The development of high-resolution single-nucleotide polymorphism (SNP) arrays has facilitated surveying of copy-number changes at a higher resolution and the detection of loss of heterozygosity (Mullighan et al. 2007; Weir et al. 2007). For instance, Mullighan et al. (2007) have applied this technology in more than 200 cases of pediatric acute lymphoblastic leukemia to identify a range of somatic deletions and amplifications.
Finding Genomic Rearrangements
Chromosomal translocations and subsequent gene fusion events have an important role in the initial steps of tumorigenesis.
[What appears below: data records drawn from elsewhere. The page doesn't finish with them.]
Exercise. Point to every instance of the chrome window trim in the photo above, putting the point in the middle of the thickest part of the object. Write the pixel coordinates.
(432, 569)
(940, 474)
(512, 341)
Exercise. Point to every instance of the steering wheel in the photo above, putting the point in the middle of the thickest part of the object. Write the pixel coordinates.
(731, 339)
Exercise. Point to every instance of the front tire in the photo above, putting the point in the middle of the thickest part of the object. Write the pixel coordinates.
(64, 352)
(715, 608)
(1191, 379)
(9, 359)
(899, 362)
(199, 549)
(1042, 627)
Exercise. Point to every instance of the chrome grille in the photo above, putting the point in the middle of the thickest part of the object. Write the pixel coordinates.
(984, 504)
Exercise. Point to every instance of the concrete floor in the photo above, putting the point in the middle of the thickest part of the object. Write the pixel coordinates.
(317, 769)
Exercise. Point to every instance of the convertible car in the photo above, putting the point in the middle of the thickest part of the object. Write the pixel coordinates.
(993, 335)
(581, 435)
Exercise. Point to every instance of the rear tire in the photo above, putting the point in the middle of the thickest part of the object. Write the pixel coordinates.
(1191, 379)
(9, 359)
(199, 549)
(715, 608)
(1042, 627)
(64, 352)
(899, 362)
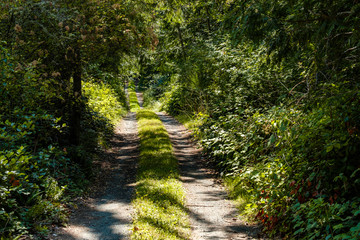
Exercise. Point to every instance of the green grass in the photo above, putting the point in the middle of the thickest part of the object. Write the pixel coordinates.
(134, 104)
(160, 212)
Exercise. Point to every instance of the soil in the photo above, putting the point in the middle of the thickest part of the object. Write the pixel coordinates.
(212, 215)
(107, 214)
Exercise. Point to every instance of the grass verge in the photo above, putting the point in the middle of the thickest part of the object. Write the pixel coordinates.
(159, 203)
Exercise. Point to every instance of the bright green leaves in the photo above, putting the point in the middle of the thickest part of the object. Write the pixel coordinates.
(159, 203)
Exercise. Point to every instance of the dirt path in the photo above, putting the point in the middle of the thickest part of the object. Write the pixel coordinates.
(212, 215)
(107, 215)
About 360 different gene fusion events have been identified (Mitelman et al. 2007). Translocations are recognized as a common mechanism of oncogenesis in leukemias and lymphomas (Mitelman et al. 1997; Rowley 1998), whereas relatively few translocations have been detected in solid tumors (Mitelman 2000). This is probably not because they are uncommon in solid tumors but because of technical and analytical limitations reflecting the complex genomic profiles and heterogeneous nature of these malignancies (Mitelman et al. 2007). Perhaps the most well-known chromosomal translocation in cancer is the Philadelphia chromosome discovered by Peter Nowell and David Hungerford in 1960 (Nowell 2007). Prior cytogenetic and molecular studies showed that it consisted of a translocation between chromosomes 9 and 22, resulting in a chimeric, constitutively active tyrosine kinase BCR–ABL fusion protein that is responsible for chronic myeloid leukemia (Groffen et al. 1984; Shtivelman et al. 1985).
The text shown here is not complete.